For some people even the idea of a non-Retina mobile display in 2012 is deal breaker. For others people it’s the idea that Retina even matters at all that’s ridiculous. Still others want retina but will live without it for now. Everything is relative and everyone has their priorities.
I’ve been using an iPhone 4S, iPhone 5 and iPad 3 for the last 7 months so those chunky pixels are like sandpaper on my eyeballs. My mom’s only ever owned an iPad 2 so she thinks the iPad mini is a good step up. Georgia‘s always cared more about performance than display, and she thinks the iPad mini’s portability trumps any concern about screen resolution.
Yet display density is a real thing. It can be measured and compared. Whether is matters to you or not, whether it’s a priority for you or not, it’s something to be recognized and considered.
So here is it, looked at through a macro lens. First, the Safari icon. From left to right, iPad 2 at 132 ppi, iPad mini at 163 ppi, iPad 4 at 264 ppi, and iPhone 5 at 326 ppi.
Obviously, the iPad 2 has the largest, most easily discernible pixels, and the iPhone 5 the least. The iPad mini, while better than the iPad 2, is still close enough that it looks about the same. Likewise, the iPad 4 isn’t as good as the iPhone 5, but it’s good enough that it’s hard to tell the difference.
Here’s some web text and graphics, same order of devices.
Here’s iBooks text, again same order of devices (though I didn’t have the same books available on the iPad 2).
And here’s some iBooks graphics, just to highlight the difference between the iPad mini (top), iPad 4 (middle), and iPhone 5 (bottom).
Personally, I find small text noticeably pixelated and more difficult to read on the iPad mini. While it’s denser than the iPad 2, it’s also smaller. Going from the iPad 3 or iPad 4, and especially from the iPod touch 5 or iPhone 5 to the iPad mini isn’t quite as bad as going to the iPad 2, but it’s close. Going from the iPad 2 to the iPad mini is a small upgrade in terms of display, as is going from the iPhone 3GS or iPod touch 3 which have identical density but nowhere near as good color or panel quality.
Fast moving video and video games hold up much better across the range of devices, simply based on how we perceive and process motion. So, if that’s your primary use case, you won’t notice the difference as much.

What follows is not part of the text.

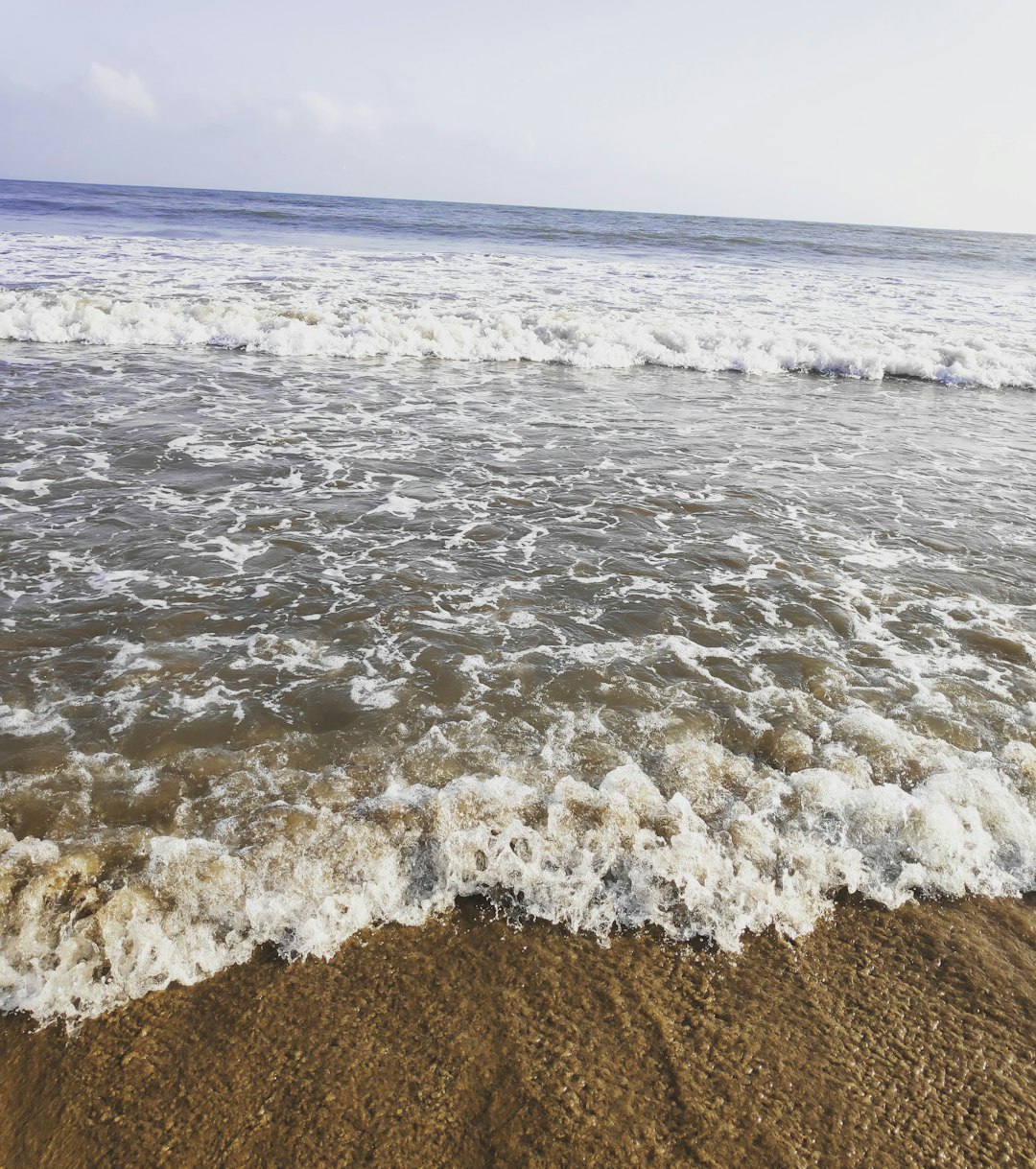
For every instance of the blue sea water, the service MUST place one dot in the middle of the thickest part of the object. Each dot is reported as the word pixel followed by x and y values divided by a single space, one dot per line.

I notice the lack of Retina on the iPad mini a lot. It bothers me. But unlike some of my designer friends who won’t even look at it, much less buy it, it’s not a deal breaker for me. The compactness, the thinness, and especially the lightness are profound enough that I’ll put up with the lack of Retina for now.
Apple had to compromise on the Retina display in order to make a lighter, thinner, smaller, less expensive iPad, and I’m willing to make that same compromise to own one.
For my mom, the iPad mini will be an upgrade in every way, and for Georgia, who doesn’t care about screen density, it’s not even a compromise.